This week marks the beginning of full-time kitchen scraps diversion for residents in the City of Victoria, home to about 24 per cent of the population in the Capital Region.
Many in the city are excited they now have an easy, relatively inexpensive way to divert compostable materials from their trash, and the rest of Greater Victoria should be watching closely and preparing for the day when everyone has to take such actions.
The Capital Regional District has mandated that all organic waste must be diverted from the Hartland landfill by January 2015.
That gives Greater Victoria municipalities a fair bit of time to put together a program for collecting and disposing of kitchen waste – Saanich for one will roll out its program in the spring of 2014.
While residents in some of the region’s smaller rural jurisdictions may argue that the cost of such a program is yet another punitive tax, especially since many already compost, a regional rule needs to be put in place to steer all municipalities in the right direction.
Not so long ago, people bristled at the idea of separating cardboard and paper from the rest of the garbage, and later, plastics.

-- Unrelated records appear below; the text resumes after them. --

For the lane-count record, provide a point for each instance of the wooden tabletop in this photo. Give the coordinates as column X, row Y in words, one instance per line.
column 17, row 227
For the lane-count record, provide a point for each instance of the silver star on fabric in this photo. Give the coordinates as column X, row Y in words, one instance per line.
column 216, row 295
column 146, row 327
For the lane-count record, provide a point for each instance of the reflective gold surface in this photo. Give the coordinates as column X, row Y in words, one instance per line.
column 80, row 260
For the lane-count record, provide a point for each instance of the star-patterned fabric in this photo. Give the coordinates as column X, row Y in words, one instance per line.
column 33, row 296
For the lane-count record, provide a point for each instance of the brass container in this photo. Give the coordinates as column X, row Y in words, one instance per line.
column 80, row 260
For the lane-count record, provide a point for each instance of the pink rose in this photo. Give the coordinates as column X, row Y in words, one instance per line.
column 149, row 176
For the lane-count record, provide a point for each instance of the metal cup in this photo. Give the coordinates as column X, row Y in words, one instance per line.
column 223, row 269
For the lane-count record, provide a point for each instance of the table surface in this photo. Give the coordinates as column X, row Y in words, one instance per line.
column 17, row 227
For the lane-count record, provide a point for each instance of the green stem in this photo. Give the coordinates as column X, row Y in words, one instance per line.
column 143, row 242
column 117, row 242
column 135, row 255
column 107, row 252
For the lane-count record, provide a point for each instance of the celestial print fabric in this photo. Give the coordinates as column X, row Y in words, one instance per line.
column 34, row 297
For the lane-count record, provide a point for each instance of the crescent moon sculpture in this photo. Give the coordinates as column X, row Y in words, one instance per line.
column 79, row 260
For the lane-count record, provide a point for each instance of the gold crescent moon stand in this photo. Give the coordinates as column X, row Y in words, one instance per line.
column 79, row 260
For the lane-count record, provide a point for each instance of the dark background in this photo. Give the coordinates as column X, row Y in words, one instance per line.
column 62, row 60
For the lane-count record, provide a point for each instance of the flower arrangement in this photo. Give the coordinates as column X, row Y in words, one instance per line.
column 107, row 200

Now, the idea of doing so is second nature, a fact of life that also is helping greatly to keep our landfill from filling up as quickly as it otherwise might.
The culture of recycling is prominent in this province and definitely in the Capital Region. Given that scenario, most of us grimace when we hear that residents in other provinces either don’t bother recycling anything, or are just starting to wake up to the benefits of doing so.
While the Hartland landfill will eventually be full midway through this century, taking actions now to extend its lifespan will become a valuable legacy to leave for our children and grandchildren.
This is a case where it’s simply the right thing to do and a sign of the evolution of our waste cycle.